Selling off a profitable card business and bank branches is painful. So is figuring out how to grow without them.
Irene Dorner, president and chief executive of HSBC’s U.S. bank, is saying goodbye to some of her unit’s most reliably profitable assets after its British parent decided they no longer fit into its global strategy.
This summer HSBC lined up buyers for both its $30 billion U.S. credit card portfolio and 195 branches in upstate New York and Connecticut, leaving Dorner with a leaner, if still ambitious, U.S. operation.
“It’s not without some emotion,” she said in an interview this week, adding the deals to sell both sets of assets were “tough decisions.”
But Dorner already is planning to turn her bank’s short-term cutbacks into long-term growth.
HSBC agreed in August to sell the credit card portfolio to Capital One Financial Corp. for a $2.6 billion premium (
Both sales are expected to close in early 2012 and will “free up a lot of capital,” Dorner said. HSBC plans to reinvest the profits into its commercial banking and wealth management units, with a special focus on building out its business in California and the rest of the West Coast.

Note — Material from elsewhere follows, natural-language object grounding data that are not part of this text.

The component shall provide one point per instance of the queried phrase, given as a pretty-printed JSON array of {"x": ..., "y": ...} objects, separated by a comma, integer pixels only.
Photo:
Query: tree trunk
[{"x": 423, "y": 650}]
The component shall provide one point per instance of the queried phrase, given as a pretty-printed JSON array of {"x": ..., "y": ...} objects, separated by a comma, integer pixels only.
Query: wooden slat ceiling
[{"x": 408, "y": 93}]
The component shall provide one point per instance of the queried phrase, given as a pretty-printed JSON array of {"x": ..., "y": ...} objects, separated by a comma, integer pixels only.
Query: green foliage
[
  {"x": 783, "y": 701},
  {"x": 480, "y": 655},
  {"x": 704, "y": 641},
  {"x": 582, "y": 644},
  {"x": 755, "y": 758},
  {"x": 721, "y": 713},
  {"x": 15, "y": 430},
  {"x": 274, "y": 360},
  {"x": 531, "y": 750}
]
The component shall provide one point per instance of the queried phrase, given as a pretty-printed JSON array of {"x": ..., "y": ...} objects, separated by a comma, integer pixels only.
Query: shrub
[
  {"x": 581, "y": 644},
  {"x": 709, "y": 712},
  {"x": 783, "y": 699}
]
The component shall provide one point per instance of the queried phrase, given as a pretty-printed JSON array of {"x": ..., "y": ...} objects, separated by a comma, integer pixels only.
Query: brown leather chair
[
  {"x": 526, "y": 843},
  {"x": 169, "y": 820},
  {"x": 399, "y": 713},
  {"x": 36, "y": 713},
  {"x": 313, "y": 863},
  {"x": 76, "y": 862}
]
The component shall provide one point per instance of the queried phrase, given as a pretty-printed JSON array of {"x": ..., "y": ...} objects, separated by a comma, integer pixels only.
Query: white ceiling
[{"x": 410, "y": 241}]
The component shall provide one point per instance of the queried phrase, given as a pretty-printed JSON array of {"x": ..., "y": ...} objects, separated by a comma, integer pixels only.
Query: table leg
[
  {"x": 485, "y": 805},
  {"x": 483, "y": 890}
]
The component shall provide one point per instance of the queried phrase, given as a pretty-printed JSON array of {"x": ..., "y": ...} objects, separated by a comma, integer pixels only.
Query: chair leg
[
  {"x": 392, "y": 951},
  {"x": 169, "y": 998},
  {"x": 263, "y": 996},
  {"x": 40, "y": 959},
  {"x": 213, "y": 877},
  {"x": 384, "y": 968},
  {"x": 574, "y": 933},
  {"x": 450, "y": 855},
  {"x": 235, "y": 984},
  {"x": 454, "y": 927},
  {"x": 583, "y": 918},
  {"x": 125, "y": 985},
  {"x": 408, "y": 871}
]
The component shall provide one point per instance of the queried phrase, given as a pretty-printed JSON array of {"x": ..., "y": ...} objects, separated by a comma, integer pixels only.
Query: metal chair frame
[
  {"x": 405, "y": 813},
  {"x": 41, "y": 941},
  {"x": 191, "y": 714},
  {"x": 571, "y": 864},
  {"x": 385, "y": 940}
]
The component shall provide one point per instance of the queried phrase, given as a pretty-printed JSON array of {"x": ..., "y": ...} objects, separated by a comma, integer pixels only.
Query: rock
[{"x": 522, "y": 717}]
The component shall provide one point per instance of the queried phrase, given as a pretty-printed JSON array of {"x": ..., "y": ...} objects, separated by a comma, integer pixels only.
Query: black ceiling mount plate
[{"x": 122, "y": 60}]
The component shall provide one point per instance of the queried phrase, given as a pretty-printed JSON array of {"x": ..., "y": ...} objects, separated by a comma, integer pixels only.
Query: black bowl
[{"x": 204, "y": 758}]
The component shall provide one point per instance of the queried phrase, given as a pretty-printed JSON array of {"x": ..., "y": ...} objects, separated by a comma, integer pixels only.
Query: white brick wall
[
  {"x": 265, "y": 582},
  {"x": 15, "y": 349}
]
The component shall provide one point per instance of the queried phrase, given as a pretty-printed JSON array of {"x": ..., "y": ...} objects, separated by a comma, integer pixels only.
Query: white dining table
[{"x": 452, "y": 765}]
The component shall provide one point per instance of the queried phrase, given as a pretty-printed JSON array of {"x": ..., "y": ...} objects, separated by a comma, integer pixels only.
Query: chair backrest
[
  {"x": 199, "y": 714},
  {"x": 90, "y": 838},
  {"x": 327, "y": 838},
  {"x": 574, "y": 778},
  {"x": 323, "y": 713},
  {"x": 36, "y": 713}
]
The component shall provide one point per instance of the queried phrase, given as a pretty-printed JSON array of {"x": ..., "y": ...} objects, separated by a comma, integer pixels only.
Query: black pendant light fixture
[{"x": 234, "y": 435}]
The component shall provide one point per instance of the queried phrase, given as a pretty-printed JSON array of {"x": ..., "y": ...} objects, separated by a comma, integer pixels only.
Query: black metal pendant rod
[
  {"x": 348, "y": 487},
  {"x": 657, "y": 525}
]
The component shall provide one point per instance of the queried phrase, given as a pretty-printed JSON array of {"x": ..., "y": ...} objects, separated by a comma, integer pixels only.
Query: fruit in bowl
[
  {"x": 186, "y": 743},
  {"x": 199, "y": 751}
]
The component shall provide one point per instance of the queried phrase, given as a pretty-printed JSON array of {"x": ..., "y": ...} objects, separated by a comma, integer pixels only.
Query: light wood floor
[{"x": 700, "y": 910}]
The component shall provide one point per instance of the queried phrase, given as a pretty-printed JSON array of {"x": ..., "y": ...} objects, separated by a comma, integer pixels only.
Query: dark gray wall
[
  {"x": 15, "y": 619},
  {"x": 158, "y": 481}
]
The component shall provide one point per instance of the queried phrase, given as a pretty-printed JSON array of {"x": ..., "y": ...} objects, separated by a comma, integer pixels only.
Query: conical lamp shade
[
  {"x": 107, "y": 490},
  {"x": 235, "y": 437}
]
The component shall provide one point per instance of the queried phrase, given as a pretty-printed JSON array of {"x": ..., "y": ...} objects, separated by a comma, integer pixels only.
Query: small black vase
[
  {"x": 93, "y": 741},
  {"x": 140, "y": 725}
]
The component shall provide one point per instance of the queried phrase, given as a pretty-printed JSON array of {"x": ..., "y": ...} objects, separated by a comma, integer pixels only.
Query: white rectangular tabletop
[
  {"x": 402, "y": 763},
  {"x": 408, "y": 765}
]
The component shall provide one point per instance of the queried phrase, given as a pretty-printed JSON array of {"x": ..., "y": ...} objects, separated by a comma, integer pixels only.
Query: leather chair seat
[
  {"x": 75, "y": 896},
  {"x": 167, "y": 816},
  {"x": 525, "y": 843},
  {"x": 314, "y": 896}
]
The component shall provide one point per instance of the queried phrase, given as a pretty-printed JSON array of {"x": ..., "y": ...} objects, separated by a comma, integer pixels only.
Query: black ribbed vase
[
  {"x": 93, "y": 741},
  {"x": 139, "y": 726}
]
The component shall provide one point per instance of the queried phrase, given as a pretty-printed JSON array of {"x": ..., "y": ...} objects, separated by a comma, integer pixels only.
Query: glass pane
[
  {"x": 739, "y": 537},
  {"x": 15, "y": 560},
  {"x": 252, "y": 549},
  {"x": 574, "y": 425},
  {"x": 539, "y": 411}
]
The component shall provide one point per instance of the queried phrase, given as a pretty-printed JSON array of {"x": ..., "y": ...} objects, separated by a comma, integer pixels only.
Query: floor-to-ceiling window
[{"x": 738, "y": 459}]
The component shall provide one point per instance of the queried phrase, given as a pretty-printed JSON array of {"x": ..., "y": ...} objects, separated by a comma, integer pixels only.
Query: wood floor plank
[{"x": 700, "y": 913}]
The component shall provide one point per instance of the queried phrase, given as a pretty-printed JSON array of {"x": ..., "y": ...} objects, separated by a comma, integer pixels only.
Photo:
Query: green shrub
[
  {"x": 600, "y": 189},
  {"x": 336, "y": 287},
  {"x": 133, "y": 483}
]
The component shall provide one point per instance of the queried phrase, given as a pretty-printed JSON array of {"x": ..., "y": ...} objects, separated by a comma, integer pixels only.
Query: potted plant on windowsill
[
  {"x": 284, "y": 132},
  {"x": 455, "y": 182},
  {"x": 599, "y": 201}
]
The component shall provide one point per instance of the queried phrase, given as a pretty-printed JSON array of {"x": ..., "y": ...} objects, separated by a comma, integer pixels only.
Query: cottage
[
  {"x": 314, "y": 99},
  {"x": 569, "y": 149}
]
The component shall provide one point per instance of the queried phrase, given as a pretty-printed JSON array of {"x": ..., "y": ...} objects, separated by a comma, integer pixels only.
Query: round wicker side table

The British banking giant is trying to connect that region with its successful businesses in Asia, where HSBC is “very much part of the furniture and fabric,” Dorner said.
Now HSBC wants to capitalize on the close family, work and travel ties between its Asian customers and those on the West Coast. As part of its strategic realignment, “we are now understanding that the West Coast fits into HSBC’s strategy,” said Dorner, who ran HSBC’s Malaysian operations before taking over the U.S. bank in 2010.
HSBC is looking for that growth particularly from wealthy customers. It is expanding its Premier business, which gives customers special perks in return for at least $100,000 in investments and deposits.
But the company is also facing stiff competition for those customers from the largest U.S. banks. JPMorgan Chase & Co., US Bancorp and Citigroup Inc. have all zeroed in on California in the past few years with the same intent: mining high net-worth individuals for every possible dollar.